In 1939 Poland was a rabbit torn apart by wolves as Nazi Germany invaded from the west and Soviet Russia from the east. Following inevitable victory, the Soviets set about dealing with a multitude of Polish prisoners including army officers, soldiers, pilots and prominent citizens such as intellectuals, policemen, landowners, lawyers, priests and bureaucrats. After releasing most ordinary soldiers, the NKVD secret police under the feared Lavrentiy Beira still held some 40,000 unfortunate Poles in various camps, principally Kozelsk, Starobielsk and Ostashkov.
These prisoners were subjected to an intense program of interrogation, designed to determine if each could be persuaded to adopt a pro-Soviet attitude or would remain defiant. The reason for this process became apparent on March 5 1940 when the ruling Soviet Politburo responded positively to Beira’s request that thousands of Polish ‘nationalists and counter-revolutionaries’ should be executed.
This gruesome policy was carried out from early April. Occupants of the Kozelsk camp were taken to three sites – NKVD headquarters in Smolensk, Smolensk slaughterhouse and an established NKVD killing field in Katyn Forest.

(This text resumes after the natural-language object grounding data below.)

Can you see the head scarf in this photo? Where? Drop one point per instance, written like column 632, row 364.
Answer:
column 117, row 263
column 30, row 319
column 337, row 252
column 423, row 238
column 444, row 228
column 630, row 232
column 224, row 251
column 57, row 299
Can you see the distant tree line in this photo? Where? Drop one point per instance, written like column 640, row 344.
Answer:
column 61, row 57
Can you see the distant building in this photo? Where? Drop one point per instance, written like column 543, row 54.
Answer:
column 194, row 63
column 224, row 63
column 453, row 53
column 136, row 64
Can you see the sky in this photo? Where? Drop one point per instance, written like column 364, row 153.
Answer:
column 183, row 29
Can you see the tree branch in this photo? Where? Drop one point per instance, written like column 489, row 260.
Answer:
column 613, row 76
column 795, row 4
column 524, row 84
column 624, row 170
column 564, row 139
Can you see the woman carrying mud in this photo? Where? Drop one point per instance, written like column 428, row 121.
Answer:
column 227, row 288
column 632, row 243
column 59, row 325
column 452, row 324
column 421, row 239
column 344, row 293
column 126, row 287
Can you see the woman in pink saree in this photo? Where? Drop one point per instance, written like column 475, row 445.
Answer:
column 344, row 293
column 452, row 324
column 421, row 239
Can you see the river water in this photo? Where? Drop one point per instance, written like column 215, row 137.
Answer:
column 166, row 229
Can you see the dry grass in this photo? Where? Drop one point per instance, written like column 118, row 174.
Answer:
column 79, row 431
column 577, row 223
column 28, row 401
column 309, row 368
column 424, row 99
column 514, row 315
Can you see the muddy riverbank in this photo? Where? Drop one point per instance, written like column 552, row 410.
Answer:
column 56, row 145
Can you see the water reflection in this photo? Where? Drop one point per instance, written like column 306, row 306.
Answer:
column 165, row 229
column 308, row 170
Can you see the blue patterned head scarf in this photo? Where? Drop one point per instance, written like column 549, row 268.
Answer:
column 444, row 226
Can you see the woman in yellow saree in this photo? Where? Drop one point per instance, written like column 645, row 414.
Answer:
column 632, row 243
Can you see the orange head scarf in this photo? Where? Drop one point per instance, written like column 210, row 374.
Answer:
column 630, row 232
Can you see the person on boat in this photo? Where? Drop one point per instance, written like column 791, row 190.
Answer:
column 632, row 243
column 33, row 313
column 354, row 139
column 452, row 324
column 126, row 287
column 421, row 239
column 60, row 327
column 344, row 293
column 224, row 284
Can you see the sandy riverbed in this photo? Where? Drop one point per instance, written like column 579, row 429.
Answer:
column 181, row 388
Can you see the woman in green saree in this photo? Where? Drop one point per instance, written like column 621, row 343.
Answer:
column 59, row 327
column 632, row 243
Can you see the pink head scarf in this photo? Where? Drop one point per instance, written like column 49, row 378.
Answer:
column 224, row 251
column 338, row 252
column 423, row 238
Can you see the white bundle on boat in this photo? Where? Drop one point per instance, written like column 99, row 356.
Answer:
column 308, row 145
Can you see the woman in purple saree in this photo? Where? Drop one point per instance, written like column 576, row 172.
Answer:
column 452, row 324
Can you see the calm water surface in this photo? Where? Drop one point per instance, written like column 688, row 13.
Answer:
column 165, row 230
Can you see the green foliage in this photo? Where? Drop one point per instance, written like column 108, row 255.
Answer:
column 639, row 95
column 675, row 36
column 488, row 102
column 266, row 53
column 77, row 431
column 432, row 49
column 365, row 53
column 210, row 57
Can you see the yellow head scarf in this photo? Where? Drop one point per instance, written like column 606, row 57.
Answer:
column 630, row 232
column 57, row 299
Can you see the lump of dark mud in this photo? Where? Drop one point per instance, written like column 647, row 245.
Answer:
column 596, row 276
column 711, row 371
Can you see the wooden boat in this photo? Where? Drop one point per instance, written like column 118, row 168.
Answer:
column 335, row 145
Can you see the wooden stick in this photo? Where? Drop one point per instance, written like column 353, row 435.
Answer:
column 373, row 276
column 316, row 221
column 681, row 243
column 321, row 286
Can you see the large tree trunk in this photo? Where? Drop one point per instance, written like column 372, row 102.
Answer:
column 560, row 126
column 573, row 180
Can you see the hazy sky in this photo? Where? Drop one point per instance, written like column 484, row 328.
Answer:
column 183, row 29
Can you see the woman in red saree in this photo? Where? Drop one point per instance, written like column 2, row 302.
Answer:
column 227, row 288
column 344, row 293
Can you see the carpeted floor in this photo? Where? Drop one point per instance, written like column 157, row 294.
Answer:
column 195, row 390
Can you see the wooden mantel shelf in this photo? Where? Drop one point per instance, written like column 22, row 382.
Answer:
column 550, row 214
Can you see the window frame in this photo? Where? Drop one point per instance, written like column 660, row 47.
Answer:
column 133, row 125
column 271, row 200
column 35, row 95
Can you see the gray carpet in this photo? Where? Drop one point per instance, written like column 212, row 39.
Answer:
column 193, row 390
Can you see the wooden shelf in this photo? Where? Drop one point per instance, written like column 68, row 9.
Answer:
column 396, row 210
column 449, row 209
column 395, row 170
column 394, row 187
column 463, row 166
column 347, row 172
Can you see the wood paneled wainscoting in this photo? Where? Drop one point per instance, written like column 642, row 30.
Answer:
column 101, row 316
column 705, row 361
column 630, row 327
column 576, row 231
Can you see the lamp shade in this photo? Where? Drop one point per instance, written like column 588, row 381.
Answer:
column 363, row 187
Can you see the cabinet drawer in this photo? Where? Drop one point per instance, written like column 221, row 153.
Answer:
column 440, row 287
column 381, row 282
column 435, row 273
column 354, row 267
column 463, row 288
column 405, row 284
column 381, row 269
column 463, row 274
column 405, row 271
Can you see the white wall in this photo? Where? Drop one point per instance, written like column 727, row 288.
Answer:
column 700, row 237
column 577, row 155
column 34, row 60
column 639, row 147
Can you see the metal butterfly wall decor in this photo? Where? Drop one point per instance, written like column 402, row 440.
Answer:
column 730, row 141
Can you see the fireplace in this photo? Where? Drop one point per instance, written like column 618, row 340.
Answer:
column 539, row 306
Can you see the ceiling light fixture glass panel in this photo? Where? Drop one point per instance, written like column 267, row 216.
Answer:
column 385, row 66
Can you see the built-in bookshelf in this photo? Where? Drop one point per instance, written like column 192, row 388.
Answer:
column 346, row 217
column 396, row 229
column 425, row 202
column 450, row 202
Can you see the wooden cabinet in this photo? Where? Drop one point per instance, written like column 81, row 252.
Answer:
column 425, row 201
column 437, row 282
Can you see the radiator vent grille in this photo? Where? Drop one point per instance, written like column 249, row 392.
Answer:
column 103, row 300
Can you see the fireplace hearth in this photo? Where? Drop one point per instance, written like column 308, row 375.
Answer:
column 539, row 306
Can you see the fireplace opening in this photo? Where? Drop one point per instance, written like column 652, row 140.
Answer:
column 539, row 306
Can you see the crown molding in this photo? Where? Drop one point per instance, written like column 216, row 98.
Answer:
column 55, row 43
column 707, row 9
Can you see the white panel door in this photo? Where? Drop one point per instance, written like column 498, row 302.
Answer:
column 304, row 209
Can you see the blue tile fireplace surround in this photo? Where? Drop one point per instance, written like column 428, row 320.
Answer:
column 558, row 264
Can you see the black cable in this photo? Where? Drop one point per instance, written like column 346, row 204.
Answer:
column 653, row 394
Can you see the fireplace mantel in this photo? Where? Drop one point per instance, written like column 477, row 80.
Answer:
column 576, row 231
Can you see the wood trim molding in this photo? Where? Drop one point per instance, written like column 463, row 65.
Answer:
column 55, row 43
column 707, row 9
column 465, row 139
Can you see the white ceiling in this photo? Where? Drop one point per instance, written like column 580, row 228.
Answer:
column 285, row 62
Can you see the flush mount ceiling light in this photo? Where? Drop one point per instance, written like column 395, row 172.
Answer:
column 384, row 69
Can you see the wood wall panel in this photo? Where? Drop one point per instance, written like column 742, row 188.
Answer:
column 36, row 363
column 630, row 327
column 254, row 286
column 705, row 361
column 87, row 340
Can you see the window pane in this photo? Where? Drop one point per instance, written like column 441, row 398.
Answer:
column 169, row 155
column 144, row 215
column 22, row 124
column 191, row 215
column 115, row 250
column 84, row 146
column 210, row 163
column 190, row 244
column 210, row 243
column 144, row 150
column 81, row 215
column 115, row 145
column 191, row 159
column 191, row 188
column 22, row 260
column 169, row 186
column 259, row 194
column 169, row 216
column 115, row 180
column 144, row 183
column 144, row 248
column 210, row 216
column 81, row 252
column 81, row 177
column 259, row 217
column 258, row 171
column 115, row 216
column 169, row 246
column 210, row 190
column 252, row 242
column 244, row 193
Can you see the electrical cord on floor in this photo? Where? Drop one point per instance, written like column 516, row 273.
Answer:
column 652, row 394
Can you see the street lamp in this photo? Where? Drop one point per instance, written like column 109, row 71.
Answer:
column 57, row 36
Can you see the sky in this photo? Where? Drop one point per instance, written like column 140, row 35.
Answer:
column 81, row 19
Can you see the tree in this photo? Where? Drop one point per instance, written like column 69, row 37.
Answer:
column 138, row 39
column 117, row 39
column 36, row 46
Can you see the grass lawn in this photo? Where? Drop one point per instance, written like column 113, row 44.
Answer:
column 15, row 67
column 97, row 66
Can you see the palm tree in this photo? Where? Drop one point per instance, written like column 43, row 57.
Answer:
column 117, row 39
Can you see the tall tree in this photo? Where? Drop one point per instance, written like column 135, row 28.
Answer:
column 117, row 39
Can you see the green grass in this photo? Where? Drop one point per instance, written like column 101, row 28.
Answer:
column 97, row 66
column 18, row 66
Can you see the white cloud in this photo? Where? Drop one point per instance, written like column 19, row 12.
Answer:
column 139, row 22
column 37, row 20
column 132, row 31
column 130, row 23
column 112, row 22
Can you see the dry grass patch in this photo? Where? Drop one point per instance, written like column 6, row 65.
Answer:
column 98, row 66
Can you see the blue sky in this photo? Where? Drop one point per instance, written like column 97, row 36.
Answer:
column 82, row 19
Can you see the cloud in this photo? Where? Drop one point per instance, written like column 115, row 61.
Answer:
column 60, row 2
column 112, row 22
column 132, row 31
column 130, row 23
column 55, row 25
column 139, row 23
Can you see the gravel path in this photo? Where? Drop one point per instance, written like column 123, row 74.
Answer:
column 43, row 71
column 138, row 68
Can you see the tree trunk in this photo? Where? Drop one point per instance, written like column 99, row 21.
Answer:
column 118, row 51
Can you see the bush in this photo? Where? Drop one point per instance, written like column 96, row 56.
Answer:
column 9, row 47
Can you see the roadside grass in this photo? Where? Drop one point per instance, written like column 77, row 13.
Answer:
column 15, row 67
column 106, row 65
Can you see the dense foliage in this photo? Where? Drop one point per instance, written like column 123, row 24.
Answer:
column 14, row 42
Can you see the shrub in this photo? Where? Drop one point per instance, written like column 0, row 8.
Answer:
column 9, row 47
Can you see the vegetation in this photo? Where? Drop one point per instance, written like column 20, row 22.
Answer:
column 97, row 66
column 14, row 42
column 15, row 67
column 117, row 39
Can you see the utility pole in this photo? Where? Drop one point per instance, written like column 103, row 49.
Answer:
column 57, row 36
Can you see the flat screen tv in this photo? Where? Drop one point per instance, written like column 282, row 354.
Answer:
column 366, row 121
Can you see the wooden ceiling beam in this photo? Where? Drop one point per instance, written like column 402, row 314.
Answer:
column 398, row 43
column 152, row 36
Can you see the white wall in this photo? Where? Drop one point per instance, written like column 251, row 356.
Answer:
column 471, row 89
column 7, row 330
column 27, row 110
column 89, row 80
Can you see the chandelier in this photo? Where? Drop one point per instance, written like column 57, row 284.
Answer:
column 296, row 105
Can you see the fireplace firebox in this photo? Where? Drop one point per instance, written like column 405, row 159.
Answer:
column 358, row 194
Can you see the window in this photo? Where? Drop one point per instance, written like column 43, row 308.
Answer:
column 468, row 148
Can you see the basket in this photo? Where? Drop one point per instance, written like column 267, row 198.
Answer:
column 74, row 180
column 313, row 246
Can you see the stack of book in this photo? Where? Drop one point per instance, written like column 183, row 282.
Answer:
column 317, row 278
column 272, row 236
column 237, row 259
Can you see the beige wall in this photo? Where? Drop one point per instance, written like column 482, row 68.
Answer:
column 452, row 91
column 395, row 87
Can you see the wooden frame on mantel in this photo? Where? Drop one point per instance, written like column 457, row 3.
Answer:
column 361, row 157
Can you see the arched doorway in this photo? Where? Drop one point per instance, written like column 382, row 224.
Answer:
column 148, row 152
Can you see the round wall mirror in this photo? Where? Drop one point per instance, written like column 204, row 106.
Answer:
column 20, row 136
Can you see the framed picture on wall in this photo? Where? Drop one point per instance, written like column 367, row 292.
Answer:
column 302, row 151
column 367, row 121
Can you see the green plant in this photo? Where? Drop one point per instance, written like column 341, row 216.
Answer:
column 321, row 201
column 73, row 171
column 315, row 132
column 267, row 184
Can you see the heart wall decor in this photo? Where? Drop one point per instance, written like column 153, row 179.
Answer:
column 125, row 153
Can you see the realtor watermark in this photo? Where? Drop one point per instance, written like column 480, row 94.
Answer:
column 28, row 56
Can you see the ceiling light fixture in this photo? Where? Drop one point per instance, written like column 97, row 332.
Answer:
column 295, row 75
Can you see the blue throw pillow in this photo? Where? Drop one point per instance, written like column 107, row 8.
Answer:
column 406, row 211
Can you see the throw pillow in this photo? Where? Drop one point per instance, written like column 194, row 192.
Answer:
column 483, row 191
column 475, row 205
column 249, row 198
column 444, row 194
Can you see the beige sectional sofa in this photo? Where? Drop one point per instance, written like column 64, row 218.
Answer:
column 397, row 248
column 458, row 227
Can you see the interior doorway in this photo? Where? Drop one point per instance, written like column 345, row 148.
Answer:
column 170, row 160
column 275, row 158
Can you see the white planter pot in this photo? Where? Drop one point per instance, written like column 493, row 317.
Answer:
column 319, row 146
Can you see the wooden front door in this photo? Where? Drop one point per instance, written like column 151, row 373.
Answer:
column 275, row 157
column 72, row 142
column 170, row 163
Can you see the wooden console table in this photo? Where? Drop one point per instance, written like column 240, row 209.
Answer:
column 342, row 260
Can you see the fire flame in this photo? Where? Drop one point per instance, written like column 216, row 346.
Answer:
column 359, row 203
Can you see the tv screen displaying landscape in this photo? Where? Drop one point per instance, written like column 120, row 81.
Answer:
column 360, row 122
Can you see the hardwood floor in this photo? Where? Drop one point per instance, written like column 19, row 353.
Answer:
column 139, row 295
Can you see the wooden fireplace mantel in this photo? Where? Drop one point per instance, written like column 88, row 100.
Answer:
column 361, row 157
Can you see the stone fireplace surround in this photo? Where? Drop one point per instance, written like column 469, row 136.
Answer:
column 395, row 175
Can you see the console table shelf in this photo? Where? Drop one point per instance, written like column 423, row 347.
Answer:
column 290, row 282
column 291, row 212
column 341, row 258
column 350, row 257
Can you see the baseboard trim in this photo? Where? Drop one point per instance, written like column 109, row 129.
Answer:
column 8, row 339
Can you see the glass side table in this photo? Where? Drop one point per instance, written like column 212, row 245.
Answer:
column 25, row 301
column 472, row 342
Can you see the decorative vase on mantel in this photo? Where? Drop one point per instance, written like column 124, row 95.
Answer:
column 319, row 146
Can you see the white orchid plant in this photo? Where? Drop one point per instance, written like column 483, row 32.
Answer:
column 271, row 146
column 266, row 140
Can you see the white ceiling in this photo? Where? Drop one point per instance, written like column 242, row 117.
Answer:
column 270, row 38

The vast majority, mainly military personnel but including hundreds of civilians, were taken into the woods, never to reappear. After their invasion of Russia, a tip-off led the Germans to the Katyn site, where they exhumed 4,500 corpses, each with hands tied and a pistol shot to the neck. This discovery was a huge propaganda coup for the Nazis, though the Soviets vehemently denied their involvement and continued to do so long after the end of World War II.
In 1990, Russian authorities finally admitted that the Katyn massacre was carried out by the NKVD, but still refused to accept the heinous mass killing as either genocide or a war crime. This ensured that none of those responsible could ever be brought to trial.
When: After April 3 1940
Where: Katyn Forest, near Smolensk, Russia
Death toll: Around 4,500 (including one woman, the daughter of a Polish general).
You should know: The Katyn massacre was but one part of Stalin’s brutal scheme to eliminate the Polish officer corps and the country’s intelligentsia. Even as Katyn was taking place, or soon afterwards, another 17,500 Poles from various prisons and camps were simultaneously executed at a number of other sites in Russia.